There are also factors that are specific to specific relationships:

  1. How new is the relationship? The jealousy experienced in long-standing relationships has a different quality to it. In general, people are most likely to feel most jealous in the “obsessive” phase of a new relationship. But it's also true that having a long-standing partner become obsessive about someone new can be very difficult, because there's a lot at stake.
  2. Precedents set in previous situations with the partner in question. Do you trust your partner to stick around, to communicate with you, etc.? If so, it will be easier to work through jealousy. If there is no precedent – if this is the first time this partner has been interested in someone else – the experience of jealousy will be more acute, partly because you don't know what to expect.
  3. How dispensable do you feel? If there's good reason to think that your partner's interest in someone else means he or she will leave you, then jealousy is nigh impossible to resolve. This is why, in the general culture, where infidelity frequently leads to divorce, jealousy is this monstrous awful thing, far worse than the annoying dinner guest at the poly table.
  4. The strength of the relationship(s) between all people involved. The stronger these are, the better the chances of resolving jealousy. And in my experience, strong relationships rely on honesty and effective communication.

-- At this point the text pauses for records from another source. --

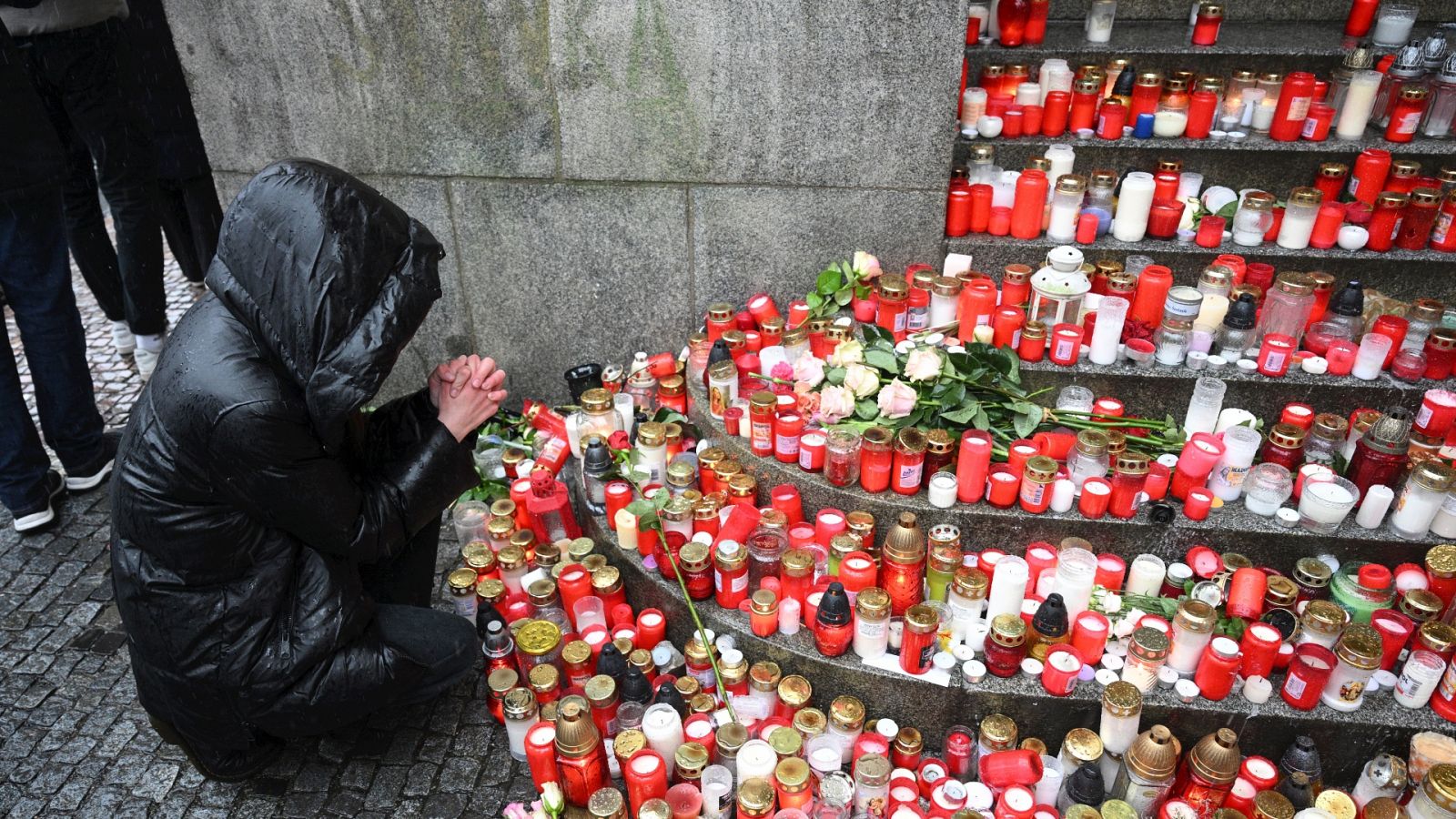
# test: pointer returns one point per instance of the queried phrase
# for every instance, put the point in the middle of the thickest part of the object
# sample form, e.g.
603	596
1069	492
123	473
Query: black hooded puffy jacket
248	487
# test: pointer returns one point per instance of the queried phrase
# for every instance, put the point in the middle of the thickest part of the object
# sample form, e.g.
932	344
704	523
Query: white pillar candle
1063	493
1008	588
1205	405
1375	504
1239	448
625	523
1145	576
1370	359
943	490
1130	223
1062	159
664	732
1354	113
1111	315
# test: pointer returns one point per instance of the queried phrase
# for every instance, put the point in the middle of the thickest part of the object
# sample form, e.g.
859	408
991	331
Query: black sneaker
92	477
41	516
225	765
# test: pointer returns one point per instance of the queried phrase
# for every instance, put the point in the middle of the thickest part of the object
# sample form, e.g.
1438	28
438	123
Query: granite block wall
597	169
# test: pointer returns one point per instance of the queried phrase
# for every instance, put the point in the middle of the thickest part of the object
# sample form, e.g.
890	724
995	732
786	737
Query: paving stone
75	742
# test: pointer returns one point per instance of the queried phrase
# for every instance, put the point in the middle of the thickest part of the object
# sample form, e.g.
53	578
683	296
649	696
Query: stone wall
597	169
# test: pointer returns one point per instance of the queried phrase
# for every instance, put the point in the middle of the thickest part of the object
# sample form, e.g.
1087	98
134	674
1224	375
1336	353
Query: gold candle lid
1082	745
846	713
795	691
999	732
810	722
1123	700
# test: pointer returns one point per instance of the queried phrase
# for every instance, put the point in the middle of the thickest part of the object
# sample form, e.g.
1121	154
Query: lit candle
1008	588
625	523
1130	222
1147	574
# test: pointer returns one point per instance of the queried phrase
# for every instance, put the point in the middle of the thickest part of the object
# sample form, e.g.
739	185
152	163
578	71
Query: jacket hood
331	278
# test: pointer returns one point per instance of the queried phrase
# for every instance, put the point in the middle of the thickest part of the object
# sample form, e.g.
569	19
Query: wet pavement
75	742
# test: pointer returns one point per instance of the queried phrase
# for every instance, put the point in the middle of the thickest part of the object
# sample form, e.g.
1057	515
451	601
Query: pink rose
924	365
836	404
808	370
895	399
865	266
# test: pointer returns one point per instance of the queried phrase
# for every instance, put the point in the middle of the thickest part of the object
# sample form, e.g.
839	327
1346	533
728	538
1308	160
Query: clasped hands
468	392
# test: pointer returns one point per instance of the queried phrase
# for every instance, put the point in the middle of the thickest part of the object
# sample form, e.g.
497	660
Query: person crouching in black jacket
274	547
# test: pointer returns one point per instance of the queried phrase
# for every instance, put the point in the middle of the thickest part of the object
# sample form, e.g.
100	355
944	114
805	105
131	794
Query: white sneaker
121	339
146	361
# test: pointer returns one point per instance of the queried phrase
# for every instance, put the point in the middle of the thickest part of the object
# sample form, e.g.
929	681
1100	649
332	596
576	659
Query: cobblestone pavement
75	742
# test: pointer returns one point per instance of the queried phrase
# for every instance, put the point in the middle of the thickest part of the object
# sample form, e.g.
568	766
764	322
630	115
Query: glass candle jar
875	460
1193	630
842	458
1358	656
873	622
1147	653
1252	219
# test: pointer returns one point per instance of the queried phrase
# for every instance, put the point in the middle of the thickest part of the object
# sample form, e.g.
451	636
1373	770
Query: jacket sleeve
266	460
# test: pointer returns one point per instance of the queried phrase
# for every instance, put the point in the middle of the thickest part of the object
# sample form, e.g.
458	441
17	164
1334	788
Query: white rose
861	379
922	365
846	353
810	370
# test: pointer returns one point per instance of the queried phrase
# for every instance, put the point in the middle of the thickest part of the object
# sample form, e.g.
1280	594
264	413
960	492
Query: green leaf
875	332
883	360
1026	423
982	420
963	414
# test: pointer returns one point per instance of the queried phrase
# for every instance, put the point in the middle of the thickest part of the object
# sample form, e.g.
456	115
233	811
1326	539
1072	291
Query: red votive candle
1089	636
973	465
1111	570
1096	496
1004	487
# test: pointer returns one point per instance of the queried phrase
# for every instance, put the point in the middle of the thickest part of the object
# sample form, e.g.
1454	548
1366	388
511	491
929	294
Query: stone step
1229	530
1380	724
1254	162
1320	12
1404	274
1168	388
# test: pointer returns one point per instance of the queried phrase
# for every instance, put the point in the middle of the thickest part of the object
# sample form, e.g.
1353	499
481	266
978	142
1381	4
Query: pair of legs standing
76	76
36	281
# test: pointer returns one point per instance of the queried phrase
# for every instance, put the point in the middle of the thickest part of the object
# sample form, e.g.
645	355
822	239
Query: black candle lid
612	663
1241	314
834	606
1052	617
635	688
1349	302
669	694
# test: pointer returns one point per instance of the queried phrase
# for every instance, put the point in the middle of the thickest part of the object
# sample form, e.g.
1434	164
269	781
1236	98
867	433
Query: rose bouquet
929	380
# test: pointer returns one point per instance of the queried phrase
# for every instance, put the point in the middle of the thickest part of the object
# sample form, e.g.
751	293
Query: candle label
786	446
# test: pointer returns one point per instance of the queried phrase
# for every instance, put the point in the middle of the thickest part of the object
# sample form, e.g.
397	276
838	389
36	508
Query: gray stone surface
1404	274
75	741
430	87
1380	724
803	92
778	239
557	274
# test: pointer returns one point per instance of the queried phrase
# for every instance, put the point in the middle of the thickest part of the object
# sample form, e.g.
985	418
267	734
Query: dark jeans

So, let's say your emotional "thirst reflex" has kicked in.  You realize you're feeling insecure.  Are you justified in feeling insecure?  Maybe yes, and maybe no, but jealousy is your cue to pay attention to what is happening -- in your relationship and inside yourself.  The real question is this: knowing what you know -- about yourself, your partner(s), the history of the relationship(s) -- how are you going to regain a sense of security?  In short, what are you going to DO with your jealousy?

A piece of advice: when you find yourself in a chaotic sea of emotion, storm-tossed, clinging to what feels like the wreckage of your ego, please don't drink the seawater.